Tentu saja pendidikan pesantren memiliki sejumlah kekurangan, sebagaimana pernah diungkapkan oleh Nurcholish Madjid (1997) dalam Bilik-Bilik Pesantren, namun seiring waktu terjadi pembenahan yang dilakukan oleh pihak pesantren, sehingga kekurangan-kekurangan tersebut relatif berkurang. Itulah sebabnya pesantren makin mendapatkan kepercayaan dari masyarakat.

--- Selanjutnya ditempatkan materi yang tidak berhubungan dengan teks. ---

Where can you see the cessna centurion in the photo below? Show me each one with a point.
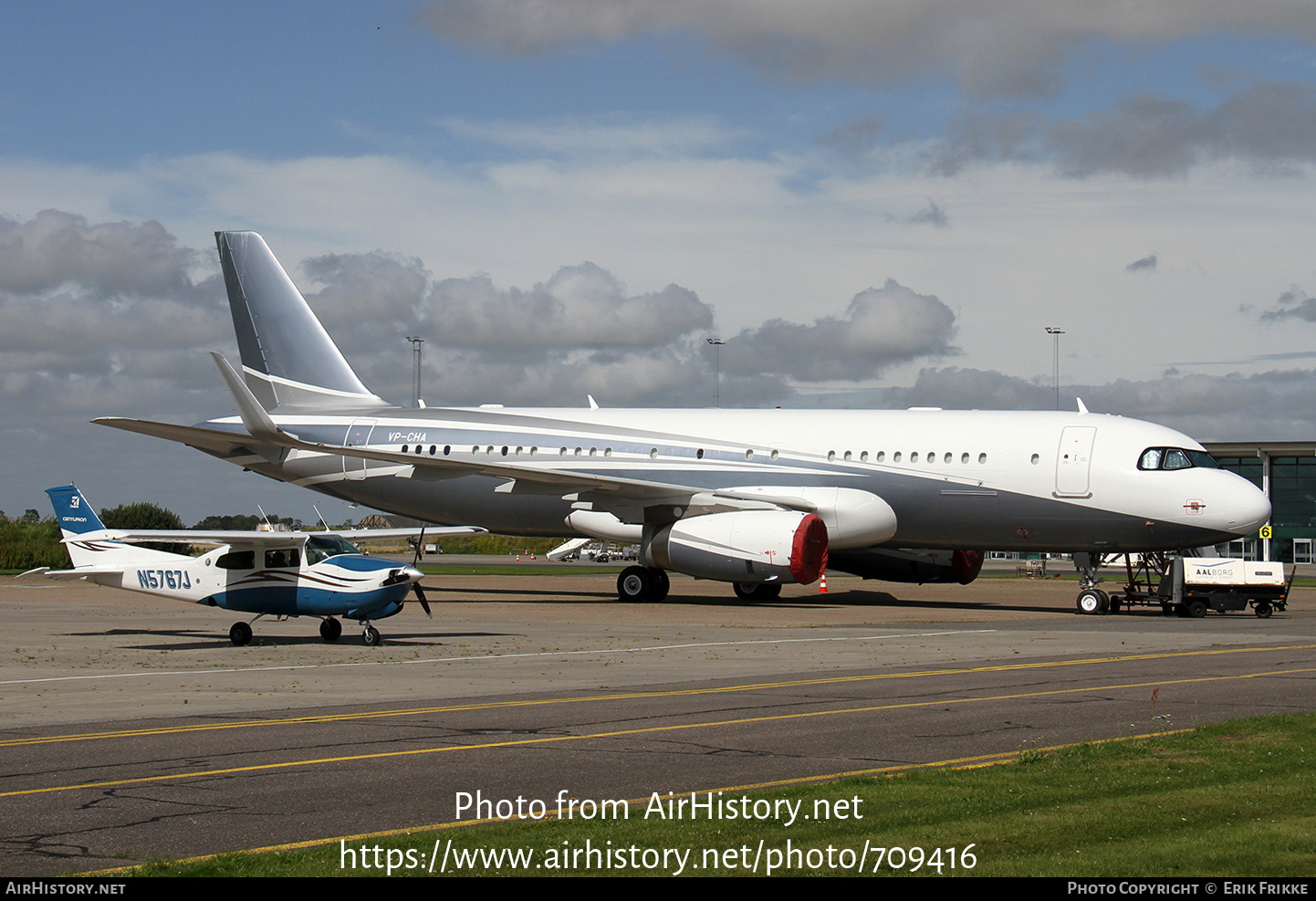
(267, 573)
(752, 497)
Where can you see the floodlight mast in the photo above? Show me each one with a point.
(717, 371)
(416, 342)
(1056, 362)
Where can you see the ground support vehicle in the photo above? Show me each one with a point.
(1190, 586)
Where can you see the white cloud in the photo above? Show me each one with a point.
(990, 47)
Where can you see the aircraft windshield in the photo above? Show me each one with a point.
(1175, 458)
(321, 547)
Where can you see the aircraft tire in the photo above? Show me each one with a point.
(754, 592)
(1092, 601)
(636, 583)
(240, 634)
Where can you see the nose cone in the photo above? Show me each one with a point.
(1245, 506)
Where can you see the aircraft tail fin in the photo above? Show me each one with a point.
(288, 359)
(73, 513)
(82, 529)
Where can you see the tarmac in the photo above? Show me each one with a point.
(133, 728)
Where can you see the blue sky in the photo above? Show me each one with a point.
(874, 204)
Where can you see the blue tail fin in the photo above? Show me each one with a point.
(73, 513)
(287, 357)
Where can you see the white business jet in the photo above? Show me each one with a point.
(757, 498)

Setidaknya terdapat tiga tradisi pesantren yang memiliki keunggulan yang harus dilestarikan dan menjadi bagian integral pendidikan. Karena keunggulan inilah pesantren mendapatkan perhatian dari masyarakat dan menjadi pilihan bagi pendidikan anak-anak mereka.

Tradisi Ilmu

Dalam pendidikan pesantren, ilmu memiliki kedudukan yang sangat tinggi dan menjadi tujuan yang hendak dicapai untuk meraih kemuliaan di sisi Allah. Lebih dari itu tradisi keilmuan yang ada di pesantren merupakan segala sesuatu yang dibiasakan, dihayati dan dipraktikkan, yaitu berupa nilai-nilai dan implementasinya dalam kehidupan sehari-hari, sehingga membentuk kebudayaan dan peradaban lembaga pendidikan. Nilai-nilai tradisi ini terdiri dari risalah ilmiah menulis kitab, membaca kitab kuning, praktik tarekat, menulis buku, menghafal, berpolitik dan tradisi yang bersifat sosial keagamaan lainnya (Nata, 2012)

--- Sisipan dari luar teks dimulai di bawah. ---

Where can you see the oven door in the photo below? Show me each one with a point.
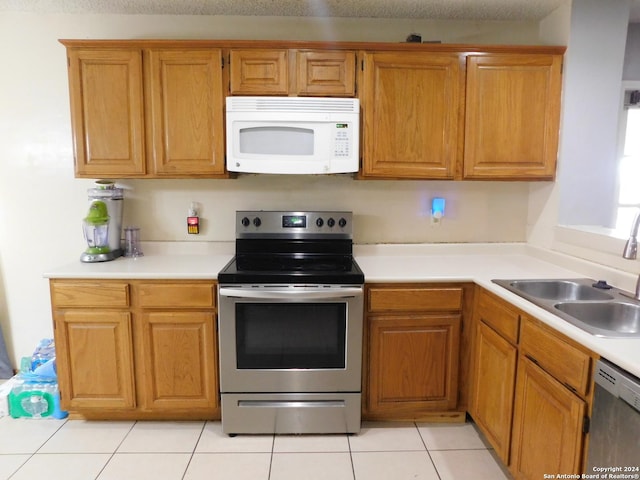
(290, 338)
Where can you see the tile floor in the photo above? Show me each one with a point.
(87, 450)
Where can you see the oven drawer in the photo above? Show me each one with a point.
(291, 413)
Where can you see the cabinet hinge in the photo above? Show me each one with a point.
(586, 423)
(532, 359)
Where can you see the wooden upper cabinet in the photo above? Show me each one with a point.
(186, 134)
(292, 72)
(411, 104)
(325, 73)
(259, 72)
(107, 117)
(512, 116)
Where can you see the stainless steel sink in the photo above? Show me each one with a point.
(601, 310)
(560, 290)
(620, 317)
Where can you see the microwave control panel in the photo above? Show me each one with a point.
(342, 140)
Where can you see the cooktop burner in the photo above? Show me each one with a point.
(293, 247)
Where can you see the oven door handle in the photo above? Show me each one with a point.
(347, 292)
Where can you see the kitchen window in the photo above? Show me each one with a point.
(628, 202)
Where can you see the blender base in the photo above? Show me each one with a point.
(100, 257)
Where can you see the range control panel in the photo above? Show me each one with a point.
(263, 223)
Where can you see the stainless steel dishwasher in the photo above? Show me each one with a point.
(614, 445)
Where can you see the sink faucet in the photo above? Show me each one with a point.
(630, 251)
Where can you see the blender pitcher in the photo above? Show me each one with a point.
(96, 233)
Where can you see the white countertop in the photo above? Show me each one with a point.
(478, 263)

Tradisi keilmuan di pesantren memiliki akar sejarah yang panjang, dapat dirunut hingga pusat peradaban Islam Timur Tengah, khususnya Haramain. Para ulama Nusantara yang menjadi pendiri pesantren pada umumnya memiliki hubungan dengan ulama Timur Tengah. Mereka belajar dan berguru di sana untuk kemudian mengajar di tanah air. Bahkan, ada juga yang mengajar di sana, karena diakui tingkat kealimannya. Hal ini terus berkesinambungan hingga lahirnya ulama-ulama generasi berikutnya. Karena itu, tradisi keilmuan di pesantren merupakan warisan yang amat berharga dan patut untuk terus dilestarikan.

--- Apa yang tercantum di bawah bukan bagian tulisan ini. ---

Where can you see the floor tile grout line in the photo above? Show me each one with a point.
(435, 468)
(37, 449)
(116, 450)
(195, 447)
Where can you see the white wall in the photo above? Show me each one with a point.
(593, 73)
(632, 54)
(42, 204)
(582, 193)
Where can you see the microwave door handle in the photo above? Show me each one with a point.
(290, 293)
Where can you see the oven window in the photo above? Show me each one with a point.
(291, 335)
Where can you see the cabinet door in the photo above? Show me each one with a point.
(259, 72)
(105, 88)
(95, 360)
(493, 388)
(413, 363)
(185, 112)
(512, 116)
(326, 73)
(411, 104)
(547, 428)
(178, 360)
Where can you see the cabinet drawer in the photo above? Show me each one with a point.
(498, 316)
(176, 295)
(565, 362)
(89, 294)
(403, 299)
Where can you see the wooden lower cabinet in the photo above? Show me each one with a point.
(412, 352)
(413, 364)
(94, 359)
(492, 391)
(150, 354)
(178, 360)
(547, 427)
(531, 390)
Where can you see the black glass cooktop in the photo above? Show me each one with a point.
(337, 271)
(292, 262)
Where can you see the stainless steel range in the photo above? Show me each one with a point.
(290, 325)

Para ulama atau kiai merupakan bagian dari suatu jaringan ulama yang luas. Hal ini didorong oleh etos keilmuan yang kuat yang telah mendorong mereka untuk menuntut ilmu di mana pun berada sehingga memiliki hubungan (sanad) dengan ulama di berbagai tempat. Mereka giat melakukan apa yang disebut rihlahilmiyah, sedemikian rupa sehingga menjadi fenomena mengagumkan yang membentuk suatu jaringan keilmuan, jaringan ulama, di berbagai penjuru dunia Islam, termasuk Nusantara, sebagaimana ditunjukkan Azyumardi Azra (2013) dalam Jaringan Ulama Timur Tengah dan Kepulauan Nusantara Abad XVII & XVIII.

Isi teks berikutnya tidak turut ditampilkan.